L’influence de Moscou au Cameroun via l’Église orthodoxe russe (EOR) s’opère par l’expansion missionnaire directe, la conversion de communautés locales, l’utilisation des réseaux sociaux pour la catéchèse et l’obtention d’un statut officiel, consolidant ainsi une présence spirituelle et culturelle russe, souvent présentée comme une alternative à d’autres confessions. Cette stratégie s’appuie sur l’Exarchat Patriarcal d’Afrique pour organiser l’encadrement et la légalisation des paroisses, renforçant les liens entre le Kremlin et ces nouvelles communautés orthodoxes en Afrique.
A en croire RFI, l’Exarchat patriarcal d’Afrique a été institué par décision du Saint-Synode début 2019, lorsque le patriarcat de Constantinople, considéré comme l’Église mère de l’orthodoxie, reconnaît l’autonomie de l’Eglise orthodoxe d’Ukraine. Pour le patriarcat de Moscou, cette décision constitue un casus belli ecclésiastique. À l’époque, des clercs de huit pays s’étaient adressés au patriarche Cyrille pour demander à être reçus dans l’EOR.

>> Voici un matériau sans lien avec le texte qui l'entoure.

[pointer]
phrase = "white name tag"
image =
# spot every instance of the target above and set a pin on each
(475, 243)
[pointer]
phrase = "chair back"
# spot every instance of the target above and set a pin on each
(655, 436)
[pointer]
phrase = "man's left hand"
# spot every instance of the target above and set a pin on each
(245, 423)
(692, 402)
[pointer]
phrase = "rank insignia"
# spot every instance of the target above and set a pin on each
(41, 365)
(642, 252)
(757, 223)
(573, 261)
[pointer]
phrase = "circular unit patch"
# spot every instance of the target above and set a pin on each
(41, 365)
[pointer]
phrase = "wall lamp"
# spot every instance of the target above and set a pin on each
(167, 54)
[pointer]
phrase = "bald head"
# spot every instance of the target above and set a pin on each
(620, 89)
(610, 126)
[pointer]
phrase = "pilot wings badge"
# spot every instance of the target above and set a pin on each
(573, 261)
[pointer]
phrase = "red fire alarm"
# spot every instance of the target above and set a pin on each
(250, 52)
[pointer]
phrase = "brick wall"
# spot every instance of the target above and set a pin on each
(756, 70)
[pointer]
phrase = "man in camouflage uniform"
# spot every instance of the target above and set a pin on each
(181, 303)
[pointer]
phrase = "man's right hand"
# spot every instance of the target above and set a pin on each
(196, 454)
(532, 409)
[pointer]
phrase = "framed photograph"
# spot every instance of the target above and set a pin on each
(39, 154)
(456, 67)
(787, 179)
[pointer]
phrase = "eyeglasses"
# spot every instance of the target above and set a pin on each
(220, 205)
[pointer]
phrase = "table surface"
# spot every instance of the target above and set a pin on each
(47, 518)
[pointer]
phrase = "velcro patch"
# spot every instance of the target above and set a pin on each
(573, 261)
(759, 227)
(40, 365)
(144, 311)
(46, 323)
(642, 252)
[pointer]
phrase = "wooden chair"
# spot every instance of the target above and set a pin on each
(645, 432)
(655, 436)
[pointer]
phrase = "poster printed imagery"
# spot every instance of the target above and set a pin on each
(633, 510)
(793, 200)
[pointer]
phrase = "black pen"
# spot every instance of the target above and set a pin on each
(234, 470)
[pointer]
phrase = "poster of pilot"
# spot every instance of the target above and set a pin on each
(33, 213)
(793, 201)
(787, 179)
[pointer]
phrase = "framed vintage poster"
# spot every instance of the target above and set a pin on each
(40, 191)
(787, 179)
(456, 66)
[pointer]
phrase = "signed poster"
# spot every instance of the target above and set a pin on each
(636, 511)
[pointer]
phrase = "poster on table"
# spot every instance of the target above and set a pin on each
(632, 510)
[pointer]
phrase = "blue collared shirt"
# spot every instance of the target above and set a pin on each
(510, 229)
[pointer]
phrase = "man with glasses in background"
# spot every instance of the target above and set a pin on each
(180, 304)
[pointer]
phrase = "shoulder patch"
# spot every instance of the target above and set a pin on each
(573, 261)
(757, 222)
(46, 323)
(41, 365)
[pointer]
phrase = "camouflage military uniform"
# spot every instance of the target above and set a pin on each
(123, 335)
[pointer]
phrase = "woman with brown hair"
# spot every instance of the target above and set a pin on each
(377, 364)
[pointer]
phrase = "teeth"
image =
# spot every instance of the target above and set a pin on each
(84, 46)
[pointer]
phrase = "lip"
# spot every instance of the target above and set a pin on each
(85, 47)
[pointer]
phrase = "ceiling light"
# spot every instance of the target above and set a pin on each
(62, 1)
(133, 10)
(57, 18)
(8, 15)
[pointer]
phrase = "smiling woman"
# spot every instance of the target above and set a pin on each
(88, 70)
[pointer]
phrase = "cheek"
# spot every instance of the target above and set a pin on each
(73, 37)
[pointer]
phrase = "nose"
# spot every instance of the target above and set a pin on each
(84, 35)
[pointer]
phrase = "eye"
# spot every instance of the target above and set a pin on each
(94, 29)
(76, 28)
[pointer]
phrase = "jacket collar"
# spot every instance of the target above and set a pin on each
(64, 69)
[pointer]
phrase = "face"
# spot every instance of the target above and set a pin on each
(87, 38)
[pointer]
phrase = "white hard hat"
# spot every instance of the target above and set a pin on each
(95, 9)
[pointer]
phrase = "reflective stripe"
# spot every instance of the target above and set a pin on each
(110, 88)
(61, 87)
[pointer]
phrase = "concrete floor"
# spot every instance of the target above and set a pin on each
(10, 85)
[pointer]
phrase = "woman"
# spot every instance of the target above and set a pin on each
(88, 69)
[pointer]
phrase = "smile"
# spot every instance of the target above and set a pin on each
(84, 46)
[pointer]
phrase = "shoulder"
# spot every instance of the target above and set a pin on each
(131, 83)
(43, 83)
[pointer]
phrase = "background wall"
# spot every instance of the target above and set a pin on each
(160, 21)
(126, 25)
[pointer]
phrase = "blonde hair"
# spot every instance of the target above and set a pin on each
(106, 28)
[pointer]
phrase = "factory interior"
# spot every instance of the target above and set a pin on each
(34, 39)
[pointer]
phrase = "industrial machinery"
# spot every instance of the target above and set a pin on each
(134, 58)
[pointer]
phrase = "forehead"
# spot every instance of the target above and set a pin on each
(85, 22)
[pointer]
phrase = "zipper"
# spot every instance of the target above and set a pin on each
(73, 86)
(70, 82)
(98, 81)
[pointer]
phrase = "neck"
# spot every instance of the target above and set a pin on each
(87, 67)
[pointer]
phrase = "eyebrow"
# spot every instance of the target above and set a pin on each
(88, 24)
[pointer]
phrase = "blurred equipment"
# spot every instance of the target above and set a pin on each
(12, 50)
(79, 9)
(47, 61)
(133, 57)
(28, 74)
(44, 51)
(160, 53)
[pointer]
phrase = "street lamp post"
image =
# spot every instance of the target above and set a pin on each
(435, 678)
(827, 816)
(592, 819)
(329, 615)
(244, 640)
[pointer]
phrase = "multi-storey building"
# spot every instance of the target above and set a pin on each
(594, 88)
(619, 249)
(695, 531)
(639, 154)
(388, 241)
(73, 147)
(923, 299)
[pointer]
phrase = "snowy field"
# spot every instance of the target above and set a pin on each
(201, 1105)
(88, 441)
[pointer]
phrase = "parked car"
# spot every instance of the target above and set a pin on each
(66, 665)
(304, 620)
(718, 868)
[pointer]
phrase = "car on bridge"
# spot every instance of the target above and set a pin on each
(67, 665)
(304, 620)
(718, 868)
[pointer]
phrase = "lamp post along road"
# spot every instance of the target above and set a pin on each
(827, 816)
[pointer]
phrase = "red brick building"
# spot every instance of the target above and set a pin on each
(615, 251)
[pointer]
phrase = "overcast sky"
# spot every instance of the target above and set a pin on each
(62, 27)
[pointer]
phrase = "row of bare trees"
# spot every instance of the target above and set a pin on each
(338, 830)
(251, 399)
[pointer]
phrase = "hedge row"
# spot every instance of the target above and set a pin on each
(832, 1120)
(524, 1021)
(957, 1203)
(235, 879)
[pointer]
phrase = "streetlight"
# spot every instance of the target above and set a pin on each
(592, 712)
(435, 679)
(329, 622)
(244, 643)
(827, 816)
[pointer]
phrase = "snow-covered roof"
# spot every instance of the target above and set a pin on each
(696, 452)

L’Église russe en profite pour s’émanciper des règles en matière de compétences territoriales au sein du monde orthodoxe et crée l’Exarchat pour s’implanter sur les terres dévolues depuis des siècles au patriarcat d’Alexandrie. Deux diocèses ont alors été créés : celui d’Afrique du Nord et celui d’Afrique du Sud.